(밑바닥부터 시작하는 딥러닝2) 3장. word2vec

이번 장에서는 2장에서 알아본 ‘통계 기반 기법’보다 강력한 ‘추론 기반 기법’을 알아본다. 추론 기반 기법에서는 신경망을 이용하는데, 여기서 word2vec이 등장한다.

추론 기반 기법과 신경망

통계 기반 기법의 문제점

통계 기반 기법에서는 주변 단어의 빈도를 기초로 단어를 표현했다. 이 방식은 대규모 말뭉치를 다룰 때 문제가 발생한다. 예를 들어 영어의 어휘 수는 100만을 넘는다. 통계 기반으로는 100만 * 100만 크기의 행렬을 만들어야하고, 여기에 SVD를 적용해야한다. SVD를 n * n 행렬에 적용하는 비용은 O(n^3)이다. n이 100만이라면 SVD는 비현실적인 처리 시간이 걸린다.

통계 기반 기법은 말뭉치 전체의 통계를 이용해 단 1회의 처리만에 단어의 분산 표현을 얻는다. 하지만 추론 기반 기법에서는 미니배치로 학습을 반복해서 학습하며 가중치를 갱신한다. 따라서 추론 기반 기법을 이용하면 말뭉치가 크더라도, 조금씩 학습시킬 수 있다.

추론 기반 기법 개요

추론이란 아래와 같이 주변 단어(맥락)이 주어졌을 때 “?”에 어떤 단어가 들어가는지 추측하는 것이다. 즉 신경망 모델에 맥락을 입력하면 각 단어가 정답일 확률을 리턴한다.

신경망에서의 단어 처리

학습을 위해서는 단어를 “고정 길이 벡터”로 변환해야한다. 여기서 사용하는 방법이 단어를 원핫(one-hot) 벡터로 변경하는 것이다. 예를 들어 “you say goodbye and I say hello”라는 문장에는 7개의 단어가 등장한다. 이 중 두 단어를 원핫 벡터로 변경하면 아래와 같다.

이렇게 단어를 원핫 벡터로 변경을 하면 이들을 입력, 출력으로 하여 신경망을 학습시킬 수 있다. 아래와 같은 신경망을 구현해보자.

import numpy as np

c = np.array([[1, 0, 0, 0, 0, 0, 0]]) # 입력
W = np.random.randn(7, 3) # 가중치
h = np.matmul(c, W) # 은닉층
print(h) # [[0.80907959 0.07517276 0.19219561]]

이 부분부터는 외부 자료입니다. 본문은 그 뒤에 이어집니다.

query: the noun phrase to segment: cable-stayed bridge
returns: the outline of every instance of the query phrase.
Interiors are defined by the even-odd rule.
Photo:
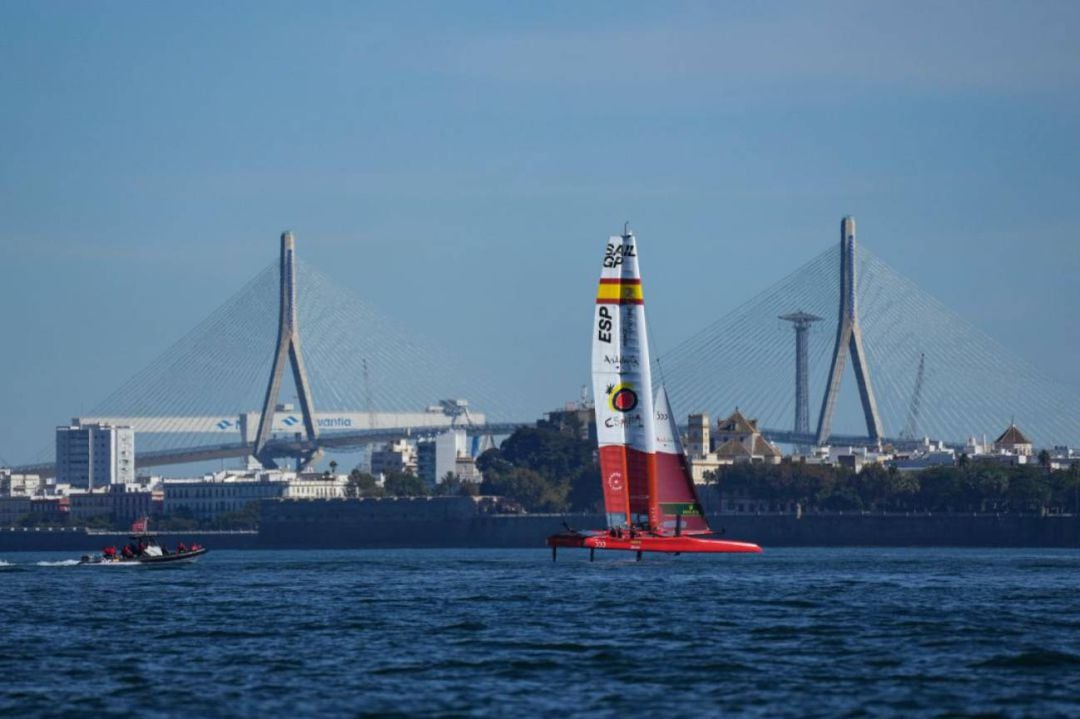
[[[674,406],[721,416],[738,406],[782,443],[961,445],[1013,421],[1040,447],[1080,443],[1075,388],[856,247],[851,218],[838,245],[660,360]],[[865,434],[832,430],[841,380],[854,380]]]
[[[133,426],[139,467],[307,466],[406,435],[509,434],[515,399],[298,261],[286,232],[278,262],[76,421]],[[50,475],[50,460],[19,469]]]
[[[1039,446],[1080,444],[1074,389],[856,247],[850,218],[840,240],[660,352],[677,411],[715,417],[738,406],[771,439],[802,446],[959,444],[1013,420]],[[278,262],[79,421],[134,426],[140,467],[244,457],[305,465],[324,449],[405,434],[498,435],[531,423],[512,388],[414,337],[295,254],[286,233]],[[833,431],[845,382],[858,389],[865,434]],[[51,474],[50,460],[19,469]]]

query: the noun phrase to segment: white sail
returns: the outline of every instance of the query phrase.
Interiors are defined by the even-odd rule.
[[[608,240],[593,321],[593,399],[610,526],[649,524],[654,514],[649,486],[657,433],[637,262],[633,234]]]

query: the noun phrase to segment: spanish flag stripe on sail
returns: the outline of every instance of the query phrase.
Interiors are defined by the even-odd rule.
[[[640,280],[600,280],[597,304],[644,304]]]

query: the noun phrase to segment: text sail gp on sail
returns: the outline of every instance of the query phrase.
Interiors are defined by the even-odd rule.
[[[637,242],[629,228],[604,249],[593,320],[593,399],[607,530],[548,538],[558,547],[747,553],[748,542],[710,539],[663,388],[652,396]]]

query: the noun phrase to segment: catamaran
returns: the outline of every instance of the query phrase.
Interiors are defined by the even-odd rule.
[[[548,538],[558,547],[681,554],[757,553],[718,539],[693,486],[663,386],[653,396],[637,242],[629,226],[608,239],[593,320],[593,399],[607,530]]]

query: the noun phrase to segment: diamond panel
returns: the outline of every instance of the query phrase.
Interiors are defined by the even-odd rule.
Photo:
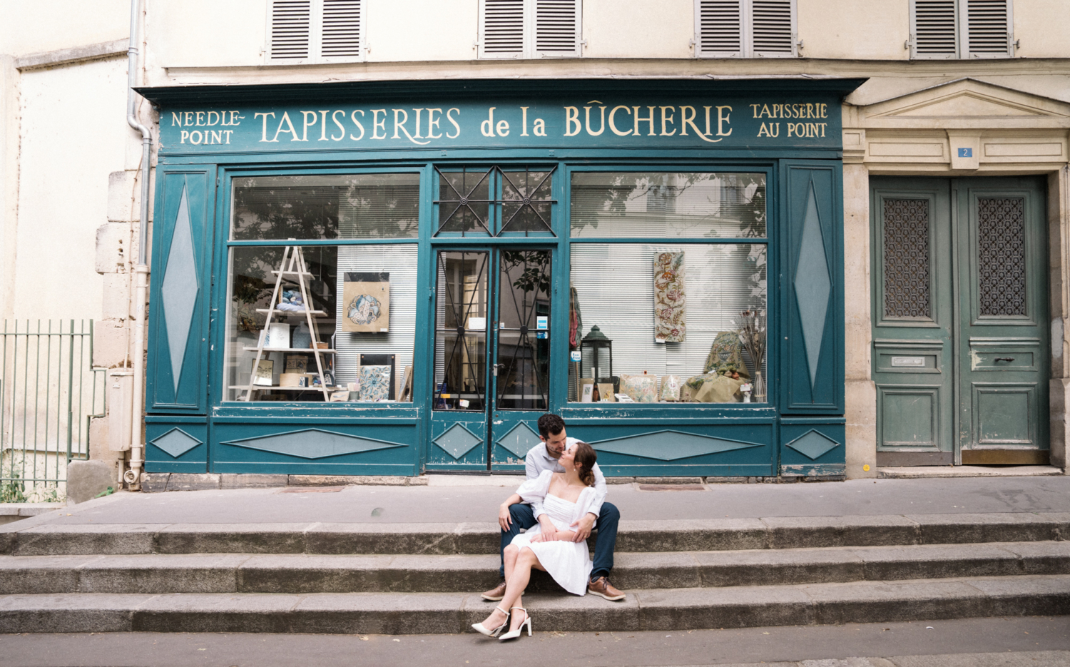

1장에서 구현했었던 Matmul 계층으로도 구현할 수 있다.

from common.layers import MatMul

c = np.array([[1, 0, 0, 0, 0, 0, 0]])
W = np.random.randn(7, 3)
layer = MatMul(W)
h = layer.forward(c)
print(h) # [[-1.44375783  0.80451242  0.69349139]]

단순한 word2vec

여기서는 모델을 구현해본다. 여기서 사용하는 신경망은 CBOW(continuos bag-of-words)모델이다.

CBOW 모델의 추론 처리

CBOW 모델은 맥락으로부터 타깃을 추측하는 용도의 신경망이다. 아래와 같은 구조를 갖는다. 보면 입력은 2개인데, 은닉층은 1개이다. 이 경우에는 각 입력에서 나온 은닉층을 평균을 취한다. 출력층 뉴런은 각 단어가 정답일 점수를 반환한다. 이 점수에 소프트맥스 함수를 적용하면 확률을 얻을 수 있다. CBOW 모델의 추론 처리를 파이썬으로 구현해보자.

import numpy as np
from common.layers import MatMul

# 샘플 맥락 데이터
c0 = np.array([[1, 0, 0, 0, 0, 0, 0]])
c1 = np.array([[0, 0, 1, 0, 0, 0, 0]])

# 가중치 초기화
W_in = np.random.randn(7, 3)
W_out = np.random.randn(3, 7)

# 계층 생성
in_layer0 = MatMul(W_in)
in_layer1 = MatMul(W_in)
out_layer = MatMul(W_out)

# 순전파
h0 = in_layer0.forward(c0)
h1 = in_layer1.forward(c1)
h = 0.5 * (h0 + h1)
s = out_layer.forward(h) 

print(s) # [[-0.15226882 -1.91760307  0.8080126   1.77896494  0.08403568 -1.37749376  1.42677427]]

CBOW 모델의 학습

출력층에서는 각 단어의 점수를 출력했다. 이 점수에 소프트맥스 함수를 적용하면 ‘확률’을 얻을 수 있다. CBOW 모델의 학습에서는 가중치를 조정하는 일을 한다. 이 신경망을 학습하려면 소프트맥스와 교차 엔트로피 오차를 이용한다. 여기서는 소프트맥스 함수를 이용해 점수를 확률로 변환하고, 그 확률과 정답 레이블로부터 교차 엔트로피 오차를 구한 후, 그 값을 손실로 사용해 학습을 진행한다.

학습 데이터 준비

맥락과 타깃

word2vec에서 입력은 맥락이고, 출력은 맥락사이의 단어이다. 학습을 위해서는 말뭉치에서 타깃과 그 타깃의 맥락을 만들어야한다.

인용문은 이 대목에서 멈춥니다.